Date of Award:

2014

Document Type:

Dissertation

Degree Name:

Doctor of Philosophy (PhD)

Department:

Instructional Technology and Learning Sciences

Advisor/Chair:

Taylor Martin

Abstract

The use of educational digital games as a method of instruction for science, technology, engineering, and mathematics has increased in the past decade. While these games provide successfully implemented interactive and fun interfaces, they are not designed to respond or remedy students’ negative affect towards the game dynamics or their educational content. Therefore, this exploratory study investigated the frequent patterns of student emotional and behavioral response to educational digital games.

To unveil the sequential occurrence of these affective states, students were assigned to play the game for nine class sessions. During these sessions, their affective and behavioral response was recorded to uncover possible underlying patterns of affect (particularly confusion, frustration, and boredom) and behavior (disengagement). In addition, these affect and behavior frequency pattern data were combined with students’ gameplay data in order to identify patterns of emotions that led to a better performance in the game.

The results provide information on possible affect and behavior patterns that could be used in further research on affect and behavior detection in such open-ended digital game environments. Particularly, the findings show that students experience a considerable amount of confusion, frustration, and boredom. Another finding highlights the need for remediation via embedded help, as the students referred to peer help often during their gameplay.

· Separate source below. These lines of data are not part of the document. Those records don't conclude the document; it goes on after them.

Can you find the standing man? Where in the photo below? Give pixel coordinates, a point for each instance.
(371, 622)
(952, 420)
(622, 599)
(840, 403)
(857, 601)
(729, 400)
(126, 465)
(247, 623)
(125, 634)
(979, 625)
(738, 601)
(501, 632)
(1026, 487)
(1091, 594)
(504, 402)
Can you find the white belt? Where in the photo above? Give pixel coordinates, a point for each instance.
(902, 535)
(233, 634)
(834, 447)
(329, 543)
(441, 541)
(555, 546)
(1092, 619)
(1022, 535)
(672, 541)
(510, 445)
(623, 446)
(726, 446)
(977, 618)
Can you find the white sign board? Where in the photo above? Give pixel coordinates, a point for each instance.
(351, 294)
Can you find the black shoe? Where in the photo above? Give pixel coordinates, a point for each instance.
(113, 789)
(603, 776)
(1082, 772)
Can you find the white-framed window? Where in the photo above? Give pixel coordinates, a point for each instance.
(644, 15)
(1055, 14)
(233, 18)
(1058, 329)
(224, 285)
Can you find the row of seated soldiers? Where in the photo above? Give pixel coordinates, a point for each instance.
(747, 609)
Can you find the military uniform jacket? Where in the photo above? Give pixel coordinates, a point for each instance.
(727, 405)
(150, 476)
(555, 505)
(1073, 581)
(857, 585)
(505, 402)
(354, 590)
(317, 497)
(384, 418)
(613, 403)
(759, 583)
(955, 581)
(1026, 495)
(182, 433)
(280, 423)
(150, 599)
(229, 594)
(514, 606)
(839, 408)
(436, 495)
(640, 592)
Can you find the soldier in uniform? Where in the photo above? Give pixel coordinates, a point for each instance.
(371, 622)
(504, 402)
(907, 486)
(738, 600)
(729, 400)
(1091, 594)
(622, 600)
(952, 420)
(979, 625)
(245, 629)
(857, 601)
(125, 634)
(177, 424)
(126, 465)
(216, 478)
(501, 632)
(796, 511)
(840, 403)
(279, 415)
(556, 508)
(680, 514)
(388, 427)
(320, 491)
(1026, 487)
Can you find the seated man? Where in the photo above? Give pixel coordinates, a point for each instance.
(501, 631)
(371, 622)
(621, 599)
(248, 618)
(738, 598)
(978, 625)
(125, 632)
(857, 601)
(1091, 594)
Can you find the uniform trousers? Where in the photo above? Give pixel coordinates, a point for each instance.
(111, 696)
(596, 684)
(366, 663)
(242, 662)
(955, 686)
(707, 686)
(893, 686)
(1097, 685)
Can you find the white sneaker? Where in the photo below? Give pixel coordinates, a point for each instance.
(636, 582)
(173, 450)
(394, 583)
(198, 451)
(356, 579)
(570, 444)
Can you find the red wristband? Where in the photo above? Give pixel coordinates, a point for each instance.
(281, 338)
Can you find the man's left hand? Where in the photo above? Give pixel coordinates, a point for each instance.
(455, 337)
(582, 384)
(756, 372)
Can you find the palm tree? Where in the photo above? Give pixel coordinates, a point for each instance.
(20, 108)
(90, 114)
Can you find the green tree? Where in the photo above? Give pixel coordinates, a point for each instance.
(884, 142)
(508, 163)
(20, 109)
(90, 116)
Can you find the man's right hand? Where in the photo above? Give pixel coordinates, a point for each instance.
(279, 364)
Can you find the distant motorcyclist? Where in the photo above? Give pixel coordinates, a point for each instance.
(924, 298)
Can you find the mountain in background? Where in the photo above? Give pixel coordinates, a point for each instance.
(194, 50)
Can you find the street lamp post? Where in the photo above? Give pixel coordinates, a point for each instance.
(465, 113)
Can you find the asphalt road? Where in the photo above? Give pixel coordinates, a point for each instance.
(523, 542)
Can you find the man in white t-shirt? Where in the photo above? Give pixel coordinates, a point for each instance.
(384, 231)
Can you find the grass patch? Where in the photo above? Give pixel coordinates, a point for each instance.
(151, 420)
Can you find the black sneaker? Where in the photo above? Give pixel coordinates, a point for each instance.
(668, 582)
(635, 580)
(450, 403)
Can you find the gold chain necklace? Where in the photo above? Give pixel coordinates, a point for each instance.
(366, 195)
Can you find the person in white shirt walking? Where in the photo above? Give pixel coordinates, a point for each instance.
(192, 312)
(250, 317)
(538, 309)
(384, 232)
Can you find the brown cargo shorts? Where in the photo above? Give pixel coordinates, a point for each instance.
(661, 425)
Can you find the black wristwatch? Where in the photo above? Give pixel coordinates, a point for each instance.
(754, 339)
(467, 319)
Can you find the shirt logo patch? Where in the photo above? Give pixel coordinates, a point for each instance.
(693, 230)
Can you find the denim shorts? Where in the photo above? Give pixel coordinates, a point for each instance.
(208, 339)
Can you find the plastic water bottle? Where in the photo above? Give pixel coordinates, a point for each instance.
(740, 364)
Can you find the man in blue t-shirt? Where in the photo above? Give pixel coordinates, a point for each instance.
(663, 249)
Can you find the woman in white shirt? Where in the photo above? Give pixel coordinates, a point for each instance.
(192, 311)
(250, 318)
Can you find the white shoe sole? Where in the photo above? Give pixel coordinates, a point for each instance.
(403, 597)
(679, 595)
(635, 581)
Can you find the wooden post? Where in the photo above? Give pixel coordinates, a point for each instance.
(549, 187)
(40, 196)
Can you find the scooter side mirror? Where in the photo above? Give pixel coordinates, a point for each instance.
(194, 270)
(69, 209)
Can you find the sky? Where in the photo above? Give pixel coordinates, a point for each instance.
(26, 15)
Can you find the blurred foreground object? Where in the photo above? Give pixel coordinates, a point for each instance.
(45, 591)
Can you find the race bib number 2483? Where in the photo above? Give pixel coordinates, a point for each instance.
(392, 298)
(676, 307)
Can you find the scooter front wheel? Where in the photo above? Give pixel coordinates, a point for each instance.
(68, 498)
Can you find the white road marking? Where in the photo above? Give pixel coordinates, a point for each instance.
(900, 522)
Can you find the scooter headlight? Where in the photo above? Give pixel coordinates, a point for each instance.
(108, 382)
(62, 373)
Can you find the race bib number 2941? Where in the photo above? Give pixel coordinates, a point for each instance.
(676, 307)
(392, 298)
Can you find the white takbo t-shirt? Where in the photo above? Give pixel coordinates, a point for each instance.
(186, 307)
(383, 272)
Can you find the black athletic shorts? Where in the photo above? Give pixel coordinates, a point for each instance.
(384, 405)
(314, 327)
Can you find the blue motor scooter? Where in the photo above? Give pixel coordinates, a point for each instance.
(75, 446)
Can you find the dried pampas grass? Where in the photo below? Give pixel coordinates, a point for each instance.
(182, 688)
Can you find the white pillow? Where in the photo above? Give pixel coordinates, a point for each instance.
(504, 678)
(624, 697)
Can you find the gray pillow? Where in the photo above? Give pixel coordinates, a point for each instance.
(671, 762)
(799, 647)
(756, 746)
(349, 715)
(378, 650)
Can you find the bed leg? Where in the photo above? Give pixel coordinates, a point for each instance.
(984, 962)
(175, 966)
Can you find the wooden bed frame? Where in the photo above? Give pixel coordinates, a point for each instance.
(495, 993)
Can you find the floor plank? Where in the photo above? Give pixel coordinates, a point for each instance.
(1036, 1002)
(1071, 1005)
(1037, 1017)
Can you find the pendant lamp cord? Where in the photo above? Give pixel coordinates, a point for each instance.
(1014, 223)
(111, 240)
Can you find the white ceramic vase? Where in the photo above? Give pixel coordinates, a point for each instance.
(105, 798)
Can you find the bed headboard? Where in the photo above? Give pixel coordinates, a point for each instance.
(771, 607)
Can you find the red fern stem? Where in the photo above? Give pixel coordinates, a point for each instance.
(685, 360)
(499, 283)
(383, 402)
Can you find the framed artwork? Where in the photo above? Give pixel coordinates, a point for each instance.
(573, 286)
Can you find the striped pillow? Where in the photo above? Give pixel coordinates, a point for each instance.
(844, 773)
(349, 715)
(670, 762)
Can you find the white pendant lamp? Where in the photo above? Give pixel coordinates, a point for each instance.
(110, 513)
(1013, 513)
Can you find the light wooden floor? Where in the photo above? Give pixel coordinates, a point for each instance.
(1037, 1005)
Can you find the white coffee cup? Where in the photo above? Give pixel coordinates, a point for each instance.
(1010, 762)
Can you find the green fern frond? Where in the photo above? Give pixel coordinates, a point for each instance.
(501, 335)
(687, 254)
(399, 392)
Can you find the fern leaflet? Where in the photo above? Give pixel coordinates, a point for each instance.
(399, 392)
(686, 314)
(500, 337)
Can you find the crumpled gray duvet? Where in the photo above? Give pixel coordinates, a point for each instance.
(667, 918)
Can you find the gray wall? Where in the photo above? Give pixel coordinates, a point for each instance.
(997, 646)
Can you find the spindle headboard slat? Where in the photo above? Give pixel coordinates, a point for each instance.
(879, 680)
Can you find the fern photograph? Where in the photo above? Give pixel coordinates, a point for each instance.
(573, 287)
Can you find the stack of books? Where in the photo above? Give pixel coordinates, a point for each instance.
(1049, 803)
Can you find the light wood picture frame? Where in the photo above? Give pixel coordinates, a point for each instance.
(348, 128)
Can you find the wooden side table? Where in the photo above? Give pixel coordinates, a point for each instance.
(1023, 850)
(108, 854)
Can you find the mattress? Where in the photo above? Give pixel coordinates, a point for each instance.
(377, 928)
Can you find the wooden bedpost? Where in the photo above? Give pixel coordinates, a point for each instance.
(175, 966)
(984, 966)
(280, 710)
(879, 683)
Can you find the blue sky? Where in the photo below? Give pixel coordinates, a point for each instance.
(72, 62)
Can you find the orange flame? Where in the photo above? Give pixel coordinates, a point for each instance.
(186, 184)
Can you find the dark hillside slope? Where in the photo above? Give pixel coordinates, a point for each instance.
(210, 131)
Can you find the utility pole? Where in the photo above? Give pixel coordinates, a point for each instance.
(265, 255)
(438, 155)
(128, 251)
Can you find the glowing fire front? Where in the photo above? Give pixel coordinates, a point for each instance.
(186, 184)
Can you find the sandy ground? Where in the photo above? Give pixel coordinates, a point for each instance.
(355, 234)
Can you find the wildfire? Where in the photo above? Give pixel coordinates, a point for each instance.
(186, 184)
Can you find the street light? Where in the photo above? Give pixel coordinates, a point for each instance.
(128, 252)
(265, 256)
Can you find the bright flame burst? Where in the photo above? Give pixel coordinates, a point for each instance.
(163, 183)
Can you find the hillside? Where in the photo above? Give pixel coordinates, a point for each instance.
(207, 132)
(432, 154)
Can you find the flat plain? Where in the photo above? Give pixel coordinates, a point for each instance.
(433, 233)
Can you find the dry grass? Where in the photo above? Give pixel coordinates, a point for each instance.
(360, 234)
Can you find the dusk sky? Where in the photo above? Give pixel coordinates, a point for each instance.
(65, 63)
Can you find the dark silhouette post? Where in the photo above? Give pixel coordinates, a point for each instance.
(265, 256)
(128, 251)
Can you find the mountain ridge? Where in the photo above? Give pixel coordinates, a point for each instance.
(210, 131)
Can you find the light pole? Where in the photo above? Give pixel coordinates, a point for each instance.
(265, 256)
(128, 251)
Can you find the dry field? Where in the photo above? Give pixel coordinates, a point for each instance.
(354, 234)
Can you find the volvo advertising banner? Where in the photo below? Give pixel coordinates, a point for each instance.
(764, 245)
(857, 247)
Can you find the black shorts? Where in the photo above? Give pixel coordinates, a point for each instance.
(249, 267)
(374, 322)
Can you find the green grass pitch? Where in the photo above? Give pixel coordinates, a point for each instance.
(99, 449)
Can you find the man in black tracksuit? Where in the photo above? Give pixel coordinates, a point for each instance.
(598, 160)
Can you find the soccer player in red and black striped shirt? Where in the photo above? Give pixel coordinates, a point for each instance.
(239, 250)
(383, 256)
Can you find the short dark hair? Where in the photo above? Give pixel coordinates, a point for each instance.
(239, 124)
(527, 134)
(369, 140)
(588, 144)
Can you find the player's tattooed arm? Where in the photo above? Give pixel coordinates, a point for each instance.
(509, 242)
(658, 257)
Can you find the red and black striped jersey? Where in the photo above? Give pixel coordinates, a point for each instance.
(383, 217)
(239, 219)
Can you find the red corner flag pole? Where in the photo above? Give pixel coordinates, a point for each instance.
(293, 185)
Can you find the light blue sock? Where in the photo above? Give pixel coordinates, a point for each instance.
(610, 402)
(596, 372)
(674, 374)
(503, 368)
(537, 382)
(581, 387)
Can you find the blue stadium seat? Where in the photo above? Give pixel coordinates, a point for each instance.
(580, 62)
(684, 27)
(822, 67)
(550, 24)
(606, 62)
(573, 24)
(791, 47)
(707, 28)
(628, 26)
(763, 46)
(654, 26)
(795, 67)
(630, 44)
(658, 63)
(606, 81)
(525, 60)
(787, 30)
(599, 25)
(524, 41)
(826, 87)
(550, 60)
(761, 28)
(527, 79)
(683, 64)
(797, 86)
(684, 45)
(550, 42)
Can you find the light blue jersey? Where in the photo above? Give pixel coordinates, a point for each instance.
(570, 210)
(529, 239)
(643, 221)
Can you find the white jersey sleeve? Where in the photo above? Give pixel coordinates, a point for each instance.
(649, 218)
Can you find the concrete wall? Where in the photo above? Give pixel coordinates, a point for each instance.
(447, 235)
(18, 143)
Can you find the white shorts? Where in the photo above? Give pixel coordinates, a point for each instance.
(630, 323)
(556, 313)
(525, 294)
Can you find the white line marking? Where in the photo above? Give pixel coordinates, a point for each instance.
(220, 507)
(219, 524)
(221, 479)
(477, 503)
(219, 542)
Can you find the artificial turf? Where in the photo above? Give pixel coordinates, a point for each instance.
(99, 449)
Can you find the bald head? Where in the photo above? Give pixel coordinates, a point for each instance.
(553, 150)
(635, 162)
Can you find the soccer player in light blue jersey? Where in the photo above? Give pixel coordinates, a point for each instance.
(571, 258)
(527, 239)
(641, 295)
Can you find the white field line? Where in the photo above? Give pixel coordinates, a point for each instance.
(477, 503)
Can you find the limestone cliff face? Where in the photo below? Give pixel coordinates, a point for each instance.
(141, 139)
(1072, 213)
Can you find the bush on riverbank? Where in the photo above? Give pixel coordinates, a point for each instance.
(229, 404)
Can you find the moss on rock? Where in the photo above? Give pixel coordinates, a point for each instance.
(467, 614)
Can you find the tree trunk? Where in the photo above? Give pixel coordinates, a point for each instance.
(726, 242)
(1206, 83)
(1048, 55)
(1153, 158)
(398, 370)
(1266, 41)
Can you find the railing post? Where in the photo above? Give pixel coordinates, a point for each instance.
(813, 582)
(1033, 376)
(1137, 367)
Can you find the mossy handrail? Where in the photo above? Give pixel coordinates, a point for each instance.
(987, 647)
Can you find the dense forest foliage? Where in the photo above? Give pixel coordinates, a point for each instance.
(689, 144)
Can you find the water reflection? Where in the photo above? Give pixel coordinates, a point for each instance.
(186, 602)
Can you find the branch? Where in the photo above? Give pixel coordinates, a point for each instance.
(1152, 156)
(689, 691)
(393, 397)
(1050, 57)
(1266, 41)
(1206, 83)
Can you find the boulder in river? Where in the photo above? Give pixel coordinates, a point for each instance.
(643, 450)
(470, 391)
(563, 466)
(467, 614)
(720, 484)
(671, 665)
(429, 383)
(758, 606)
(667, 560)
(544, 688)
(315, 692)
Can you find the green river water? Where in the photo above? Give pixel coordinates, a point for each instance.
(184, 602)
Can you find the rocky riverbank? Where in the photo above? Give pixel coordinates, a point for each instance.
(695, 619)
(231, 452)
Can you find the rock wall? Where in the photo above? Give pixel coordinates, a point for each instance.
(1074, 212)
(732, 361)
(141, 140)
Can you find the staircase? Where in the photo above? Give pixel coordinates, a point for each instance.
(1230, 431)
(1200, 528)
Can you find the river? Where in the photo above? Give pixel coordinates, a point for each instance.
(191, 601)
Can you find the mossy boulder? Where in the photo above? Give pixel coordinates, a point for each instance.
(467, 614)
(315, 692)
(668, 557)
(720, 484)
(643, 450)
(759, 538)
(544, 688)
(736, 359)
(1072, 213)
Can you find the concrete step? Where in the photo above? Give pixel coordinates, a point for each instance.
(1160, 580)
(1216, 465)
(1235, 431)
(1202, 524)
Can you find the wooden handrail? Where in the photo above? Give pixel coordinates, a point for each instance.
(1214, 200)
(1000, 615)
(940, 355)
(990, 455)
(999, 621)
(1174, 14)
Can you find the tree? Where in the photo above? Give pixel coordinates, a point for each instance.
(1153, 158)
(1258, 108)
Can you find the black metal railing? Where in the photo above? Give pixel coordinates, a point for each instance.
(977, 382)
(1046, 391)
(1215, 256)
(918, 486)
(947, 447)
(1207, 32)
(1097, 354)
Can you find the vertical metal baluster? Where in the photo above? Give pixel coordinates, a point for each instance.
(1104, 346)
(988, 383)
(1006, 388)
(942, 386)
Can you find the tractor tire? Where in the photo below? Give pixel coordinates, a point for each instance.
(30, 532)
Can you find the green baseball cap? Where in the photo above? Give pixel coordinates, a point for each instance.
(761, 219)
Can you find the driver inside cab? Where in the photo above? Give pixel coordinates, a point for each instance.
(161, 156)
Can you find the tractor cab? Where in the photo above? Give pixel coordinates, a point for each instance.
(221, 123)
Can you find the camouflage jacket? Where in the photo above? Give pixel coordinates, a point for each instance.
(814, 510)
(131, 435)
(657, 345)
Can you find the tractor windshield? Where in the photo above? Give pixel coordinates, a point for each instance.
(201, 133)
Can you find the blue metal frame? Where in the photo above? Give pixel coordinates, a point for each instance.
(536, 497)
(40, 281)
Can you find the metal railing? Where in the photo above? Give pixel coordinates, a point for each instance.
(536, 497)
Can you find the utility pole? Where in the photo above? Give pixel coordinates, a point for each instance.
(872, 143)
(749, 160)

However, possibly because of the low quality of the received help, students seemed to become frustrated or disengaged with the environment. Finally, the findings suggest the importance of the decay rate of confusion; students’ gameplay performance was associated with the length of time students remained confused or frustrated. Overall, these findings show that there are interesting patterns related to students who experience relatively negative emotions during their gameplay.